Amrad Memories

Web Edition


Back about 1924, my father purchased a radio known as "Amrad." The original version was a single deck affair which I think used a single Type 201-A tube and originally would drive only headphones. Later, Dad bought an add-on deck, which mounted on top of the original piece and used three Type 01-A tubes.

Amrad 3500-2
Alan Douglas has supplied this photo of an Amrad 3500-2 (3730 and 2634) which Alan believes could be the set Frank Smith describes. A Model 3380 (3108 and 2634) might be closer, but a photo was not available.

A "well" built into a window seat of a large bay window of our home housed two or three 45-volt B batteries, a 6-volt storage battery for tube filaments, and a battery charger. This up-graded version would now do a reasonable job of driving a small speaker, and make a passable effort at operating a larger horn speaker.

When conditions were right in the evening, we could hear WSB (Welcome South, Brother) in Atlanta, about 120 miles distant, as well as KDKA in Pittsburgh. One of my first clear recollections is traveling at the age of five or six with my dad to Atlanta, where he sang in a quartet over Station WSB on top of the Biltmore Hotel.
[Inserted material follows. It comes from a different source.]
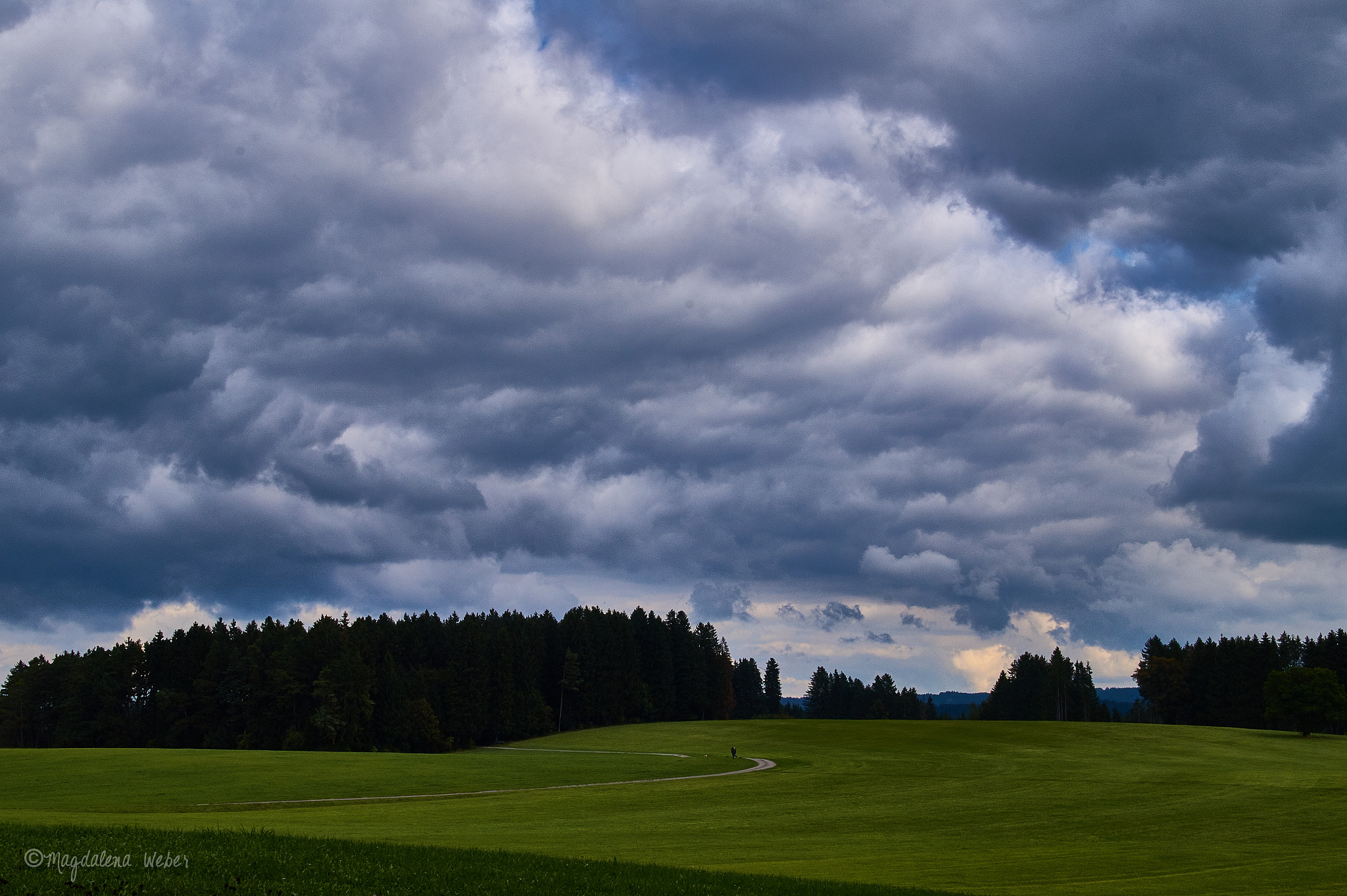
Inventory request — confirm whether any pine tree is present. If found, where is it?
[762,657,781,716]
I clearly remember Dad raising me up so that I could see over the parapet around the roof of the Biltmore, from which Stone Mountain was visible in the distance. Of course, the folks back home were glued to the old Amrad that evening, but alas! -- weather conditions were not favorable, and they could barely hear sounds emanating from WSB.

About 1928, Dad traded the Amrad to my cousin, who dabbled in selling radios around town. I remember very well that he got $10 for the Amrad in trade.
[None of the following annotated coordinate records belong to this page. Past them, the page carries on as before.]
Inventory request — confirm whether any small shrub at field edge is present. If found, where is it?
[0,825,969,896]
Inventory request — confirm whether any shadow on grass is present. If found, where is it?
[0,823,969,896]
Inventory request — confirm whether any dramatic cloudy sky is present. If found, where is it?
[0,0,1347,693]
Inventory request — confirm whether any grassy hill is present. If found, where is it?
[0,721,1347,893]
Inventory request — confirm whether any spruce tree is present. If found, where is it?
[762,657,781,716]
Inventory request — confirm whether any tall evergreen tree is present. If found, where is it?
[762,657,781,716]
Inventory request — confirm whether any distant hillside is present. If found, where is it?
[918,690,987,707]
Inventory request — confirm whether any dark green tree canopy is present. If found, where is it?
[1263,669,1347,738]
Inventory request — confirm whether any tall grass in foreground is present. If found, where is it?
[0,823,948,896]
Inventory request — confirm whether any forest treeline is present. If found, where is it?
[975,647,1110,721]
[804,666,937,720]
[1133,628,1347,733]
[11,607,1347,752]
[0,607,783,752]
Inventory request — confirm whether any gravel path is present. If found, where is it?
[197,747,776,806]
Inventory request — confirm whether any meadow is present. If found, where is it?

By this time, I had acquired a very active interest in radio, and I persuaded my cousin to sell me the Amrad back for $1. Now I was the proud owner of this beautiful, grand old radio, replete with variometers, varicouplers, rheostats, tap switches, dials, brass-based 201-As with the tip on top, and much else. I recall that there were many different knobs and controls on the front panels.

So what did I do with this gem? Unfortunately with the folly of youth, I systematically salvaged every possible part of that old set. Over a period of years, I cut up the Bakelite panels, removed the wire from the variometers, used the screws, bolts, nuts, washers, binding posts, tube sockets, resistors, condensers, and rheostats in my various radio projects. All I have left today is a couple of filament rheostats and a potentiometer that somehow managed to survive.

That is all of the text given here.